# Feeling half conscious



## medeuv (May 14, 2011)

I've noticed this as being part of DP.

I personally feel like I'm just going through the motions most of the time and acting on impulse. A lot of the time I'll almost literally dream in my head while performing tasks. You know how when you're driving home sometimes and your mind is wandering places, but eventually you get home in one piece and you're amazed how your mind just went through the routine of driving home without you being aware? That's what it feels like.

It feels like I'm this separate consciousness in my own lala-land while my body is this zombie on auto-pilot.

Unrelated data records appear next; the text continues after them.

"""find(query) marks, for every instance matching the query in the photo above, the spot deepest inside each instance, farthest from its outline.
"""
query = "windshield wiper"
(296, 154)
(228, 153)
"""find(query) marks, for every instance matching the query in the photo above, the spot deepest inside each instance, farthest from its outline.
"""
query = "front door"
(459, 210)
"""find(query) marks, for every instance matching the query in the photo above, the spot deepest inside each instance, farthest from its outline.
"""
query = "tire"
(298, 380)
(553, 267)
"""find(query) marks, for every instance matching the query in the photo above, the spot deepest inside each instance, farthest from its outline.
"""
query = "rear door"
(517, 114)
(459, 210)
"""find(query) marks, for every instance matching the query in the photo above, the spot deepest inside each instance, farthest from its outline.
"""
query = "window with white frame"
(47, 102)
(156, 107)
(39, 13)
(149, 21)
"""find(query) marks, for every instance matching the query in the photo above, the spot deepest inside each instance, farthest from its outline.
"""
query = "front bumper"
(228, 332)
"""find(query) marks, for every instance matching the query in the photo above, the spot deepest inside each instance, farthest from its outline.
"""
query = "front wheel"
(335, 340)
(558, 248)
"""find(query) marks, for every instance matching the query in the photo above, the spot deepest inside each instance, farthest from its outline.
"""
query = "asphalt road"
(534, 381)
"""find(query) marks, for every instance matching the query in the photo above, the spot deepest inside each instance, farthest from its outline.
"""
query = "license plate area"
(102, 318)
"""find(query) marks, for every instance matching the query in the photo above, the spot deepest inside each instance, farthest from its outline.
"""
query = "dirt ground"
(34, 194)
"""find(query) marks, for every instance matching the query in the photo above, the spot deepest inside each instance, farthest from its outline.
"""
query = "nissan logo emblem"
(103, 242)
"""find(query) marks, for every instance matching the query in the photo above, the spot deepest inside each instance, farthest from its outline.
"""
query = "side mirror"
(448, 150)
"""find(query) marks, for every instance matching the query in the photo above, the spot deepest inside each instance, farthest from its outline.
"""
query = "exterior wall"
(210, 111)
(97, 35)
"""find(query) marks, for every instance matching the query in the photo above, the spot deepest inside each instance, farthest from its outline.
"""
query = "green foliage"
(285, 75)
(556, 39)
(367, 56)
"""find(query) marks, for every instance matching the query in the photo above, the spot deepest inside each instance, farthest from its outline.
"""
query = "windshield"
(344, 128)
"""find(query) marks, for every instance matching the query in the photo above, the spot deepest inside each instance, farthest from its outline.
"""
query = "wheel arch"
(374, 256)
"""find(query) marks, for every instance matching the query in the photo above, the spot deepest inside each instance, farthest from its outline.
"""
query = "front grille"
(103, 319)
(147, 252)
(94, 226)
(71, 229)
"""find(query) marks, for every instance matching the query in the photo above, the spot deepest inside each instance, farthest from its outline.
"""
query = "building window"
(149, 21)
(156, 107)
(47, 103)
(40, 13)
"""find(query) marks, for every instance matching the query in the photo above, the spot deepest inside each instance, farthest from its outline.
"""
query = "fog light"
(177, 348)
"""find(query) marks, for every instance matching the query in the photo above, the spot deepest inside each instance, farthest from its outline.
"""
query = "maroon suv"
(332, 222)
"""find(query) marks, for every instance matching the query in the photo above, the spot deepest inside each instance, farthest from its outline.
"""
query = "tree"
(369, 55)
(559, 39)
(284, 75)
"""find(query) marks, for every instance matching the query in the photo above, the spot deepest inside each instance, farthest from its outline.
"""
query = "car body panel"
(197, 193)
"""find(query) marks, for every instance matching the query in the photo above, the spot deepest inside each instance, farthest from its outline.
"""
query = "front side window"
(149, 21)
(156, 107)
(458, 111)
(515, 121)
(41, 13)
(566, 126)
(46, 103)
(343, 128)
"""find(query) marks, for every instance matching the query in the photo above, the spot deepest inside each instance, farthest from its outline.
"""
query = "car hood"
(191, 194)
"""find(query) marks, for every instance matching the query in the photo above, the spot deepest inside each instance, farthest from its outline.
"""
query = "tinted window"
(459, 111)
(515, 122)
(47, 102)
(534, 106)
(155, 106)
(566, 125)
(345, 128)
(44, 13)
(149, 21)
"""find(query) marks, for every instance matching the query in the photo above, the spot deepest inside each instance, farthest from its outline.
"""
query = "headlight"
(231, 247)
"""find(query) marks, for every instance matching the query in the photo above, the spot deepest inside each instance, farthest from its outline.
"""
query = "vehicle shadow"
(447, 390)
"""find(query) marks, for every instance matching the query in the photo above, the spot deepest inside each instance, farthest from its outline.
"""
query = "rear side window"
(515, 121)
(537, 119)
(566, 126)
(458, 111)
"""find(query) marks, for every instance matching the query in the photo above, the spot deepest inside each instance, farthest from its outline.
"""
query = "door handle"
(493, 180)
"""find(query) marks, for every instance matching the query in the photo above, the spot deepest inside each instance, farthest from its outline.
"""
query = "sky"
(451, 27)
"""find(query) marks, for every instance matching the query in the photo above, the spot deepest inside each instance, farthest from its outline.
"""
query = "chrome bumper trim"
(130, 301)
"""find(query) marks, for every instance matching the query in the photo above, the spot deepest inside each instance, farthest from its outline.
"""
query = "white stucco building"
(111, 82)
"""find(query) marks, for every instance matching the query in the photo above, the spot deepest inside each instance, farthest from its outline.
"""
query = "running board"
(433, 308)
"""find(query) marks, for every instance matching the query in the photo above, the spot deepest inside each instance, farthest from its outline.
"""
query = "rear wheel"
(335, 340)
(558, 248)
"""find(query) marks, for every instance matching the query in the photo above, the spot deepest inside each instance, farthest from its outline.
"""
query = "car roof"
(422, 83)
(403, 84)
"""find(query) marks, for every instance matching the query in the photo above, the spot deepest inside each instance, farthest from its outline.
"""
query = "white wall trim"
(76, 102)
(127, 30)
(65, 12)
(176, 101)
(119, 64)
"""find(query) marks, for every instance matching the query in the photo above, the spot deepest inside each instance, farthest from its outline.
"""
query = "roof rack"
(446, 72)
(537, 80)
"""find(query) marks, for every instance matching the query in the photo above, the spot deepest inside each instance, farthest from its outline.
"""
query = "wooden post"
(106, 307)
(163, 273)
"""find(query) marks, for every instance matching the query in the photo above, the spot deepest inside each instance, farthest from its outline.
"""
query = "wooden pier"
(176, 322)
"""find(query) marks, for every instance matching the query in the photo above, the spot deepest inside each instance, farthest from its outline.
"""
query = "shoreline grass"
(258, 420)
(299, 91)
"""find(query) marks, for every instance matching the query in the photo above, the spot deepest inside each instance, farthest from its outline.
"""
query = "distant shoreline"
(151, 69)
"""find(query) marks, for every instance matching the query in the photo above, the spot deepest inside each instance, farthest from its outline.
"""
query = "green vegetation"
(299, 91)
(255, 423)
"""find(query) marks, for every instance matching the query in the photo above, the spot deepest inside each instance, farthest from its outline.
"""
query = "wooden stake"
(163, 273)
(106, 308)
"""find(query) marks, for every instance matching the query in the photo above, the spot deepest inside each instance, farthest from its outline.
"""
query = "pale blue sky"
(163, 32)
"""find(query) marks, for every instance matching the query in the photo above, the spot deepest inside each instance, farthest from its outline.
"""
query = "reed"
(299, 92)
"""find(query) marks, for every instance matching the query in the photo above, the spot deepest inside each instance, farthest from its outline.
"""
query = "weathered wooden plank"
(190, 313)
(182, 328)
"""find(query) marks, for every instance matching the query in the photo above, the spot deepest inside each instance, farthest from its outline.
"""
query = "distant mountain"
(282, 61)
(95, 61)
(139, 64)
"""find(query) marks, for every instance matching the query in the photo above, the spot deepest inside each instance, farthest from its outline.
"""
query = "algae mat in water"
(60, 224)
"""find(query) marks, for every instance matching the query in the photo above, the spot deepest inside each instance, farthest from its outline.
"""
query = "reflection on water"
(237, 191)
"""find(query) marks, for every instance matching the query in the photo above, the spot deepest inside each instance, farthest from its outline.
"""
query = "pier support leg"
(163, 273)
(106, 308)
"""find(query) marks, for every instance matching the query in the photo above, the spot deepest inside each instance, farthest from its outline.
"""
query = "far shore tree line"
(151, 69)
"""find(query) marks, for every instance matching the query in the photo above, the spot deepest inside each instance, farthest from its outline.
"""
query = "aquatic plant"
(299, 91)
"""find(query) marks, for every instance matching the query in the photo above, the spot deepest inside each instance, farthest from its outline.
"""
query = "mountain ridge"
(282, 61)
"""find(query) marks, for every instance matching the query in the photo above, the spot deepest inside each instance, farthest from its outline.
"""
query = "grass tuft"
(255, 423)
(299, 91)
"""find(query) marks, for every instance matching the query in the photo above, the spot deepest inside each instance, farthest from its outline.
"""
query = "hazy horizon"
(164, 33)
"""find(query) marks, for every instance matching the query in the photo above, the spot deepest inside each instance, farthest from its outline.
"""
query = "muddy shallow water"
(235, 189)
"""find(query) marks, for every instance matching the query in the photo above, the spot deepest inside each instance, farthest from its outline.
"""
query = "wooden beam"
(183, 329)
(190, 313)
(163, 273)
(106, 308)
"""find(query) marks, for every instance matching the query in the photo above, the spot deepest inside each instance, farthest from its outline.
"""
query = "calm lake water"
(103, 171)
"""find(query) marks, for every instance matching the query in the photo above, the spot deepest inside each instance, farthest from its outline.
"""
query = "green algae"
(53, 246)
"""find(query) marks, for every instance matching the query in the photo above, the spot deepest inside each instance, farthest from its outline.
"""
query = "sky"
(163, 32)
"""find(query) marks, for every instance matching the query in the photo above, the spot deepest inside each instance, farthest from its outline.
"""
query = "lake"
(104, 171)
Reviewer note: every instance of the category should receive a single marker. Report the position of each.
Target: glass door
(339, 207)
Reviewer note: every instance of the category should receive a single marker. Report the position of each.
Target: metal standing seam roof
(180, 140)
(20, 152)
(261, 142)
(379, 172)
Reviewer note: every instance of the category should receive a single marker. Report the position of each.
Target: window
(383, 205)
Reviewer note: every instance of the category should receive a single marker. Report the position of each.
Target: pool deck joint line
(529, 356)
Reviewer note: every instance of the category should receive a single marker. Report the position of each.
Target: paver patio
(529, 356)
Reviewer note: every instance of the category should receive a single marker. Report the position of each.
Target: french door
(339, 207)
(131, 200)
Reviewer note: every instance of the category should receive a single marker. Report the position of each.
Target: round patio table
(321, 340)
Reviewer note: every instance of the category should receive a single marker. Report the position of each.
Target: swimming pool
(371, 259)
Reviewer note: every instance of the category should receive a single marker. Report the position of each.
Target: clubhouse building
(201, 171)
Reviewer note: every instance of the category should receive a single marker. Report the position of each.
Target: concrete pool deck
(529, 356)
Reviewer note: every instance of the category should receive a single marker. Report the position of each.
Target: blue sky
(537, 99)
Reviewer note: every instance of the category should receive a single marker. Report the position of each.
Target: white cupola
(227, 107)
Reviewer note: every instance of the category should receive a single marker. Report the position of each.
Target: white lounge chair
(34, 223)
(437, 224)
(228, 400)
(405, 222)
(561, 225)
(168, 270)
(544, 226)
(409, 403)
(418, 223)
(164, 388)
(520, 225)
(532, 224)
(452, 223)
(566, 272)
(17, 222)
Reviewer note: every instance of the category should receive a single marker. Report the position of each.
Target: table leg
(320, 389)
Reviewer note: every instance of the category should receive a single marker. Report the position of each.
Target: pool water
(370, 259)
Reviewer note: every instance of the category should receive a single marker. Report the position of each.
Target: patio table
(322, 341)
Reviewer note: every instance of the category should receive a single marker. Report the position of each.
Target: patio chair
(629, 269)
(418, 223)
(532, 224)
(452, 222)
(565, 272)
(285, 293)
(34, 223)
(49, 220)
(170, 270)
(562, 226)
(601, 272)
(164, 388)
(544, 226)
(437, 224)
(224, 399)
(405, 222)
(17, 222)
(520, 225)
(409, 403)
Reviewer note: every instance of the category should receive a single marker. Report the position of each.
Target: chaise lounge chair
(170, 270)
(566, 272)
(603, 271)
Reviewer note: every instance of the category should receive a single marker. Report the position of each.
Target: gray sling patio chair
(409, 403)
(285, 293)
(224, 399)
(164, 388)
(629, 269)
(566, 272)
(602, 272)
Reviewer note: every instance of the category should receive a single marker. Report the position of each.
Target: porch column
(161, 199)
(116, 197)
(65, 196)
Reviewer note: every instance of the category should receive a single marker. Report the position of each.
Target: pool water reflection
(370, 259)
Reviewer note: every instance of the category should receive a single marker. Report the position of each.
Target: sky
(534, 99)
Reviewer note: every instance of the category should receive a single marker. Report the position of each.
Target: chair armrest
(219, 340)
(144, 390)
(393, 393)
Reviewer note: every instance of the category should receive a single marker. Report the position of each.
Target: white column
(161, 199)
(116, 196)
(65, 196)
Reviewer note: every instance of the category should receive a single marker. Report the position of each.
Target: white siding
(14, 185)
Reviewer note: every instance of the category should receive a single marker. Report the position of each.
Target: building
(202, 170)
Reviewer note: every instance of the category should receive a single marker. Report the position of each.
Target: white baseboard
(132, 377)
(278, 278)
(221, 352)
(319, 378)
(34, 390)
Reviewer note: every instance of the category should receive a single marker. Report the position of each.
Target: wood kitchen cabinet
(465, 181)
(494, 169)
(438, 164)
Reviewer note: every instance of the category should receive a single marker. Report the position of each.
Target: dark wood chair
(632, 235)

But sometimes the dissociation feels so bad that it feels like I'm half conscious. This is sort of hard to explain. It's like DP x2. Completely and utterly numb emotionally, almost completely unaware, difficulty concentrating, and delirium inducing anxiety. Sometimes it even feels like I'm about to faint/black out. This half conscious DP occurred after I weaned off of Zoloft (although I had DP before Zoloft). I have currently been completely off meds for around 2 weeks.

Has anyone else experienced this? Did your DP get worse after you came off meds?


----------



## Tilly223 (Nov 27, 2011)

I can relate to the way you are feeling right now.

I feel the same way at times - half conscious running on autopilot. Sometimes I feel like I am in a dream - It is completely bizarre - I have a job that requires quite specific skills and I need to drive around all day doing them. I literally drive around town in a daze for 200KM's doing my tasks and playing with electricity on almost autopilot like I am not in my body and I get surprised that I don't have an accident when driving.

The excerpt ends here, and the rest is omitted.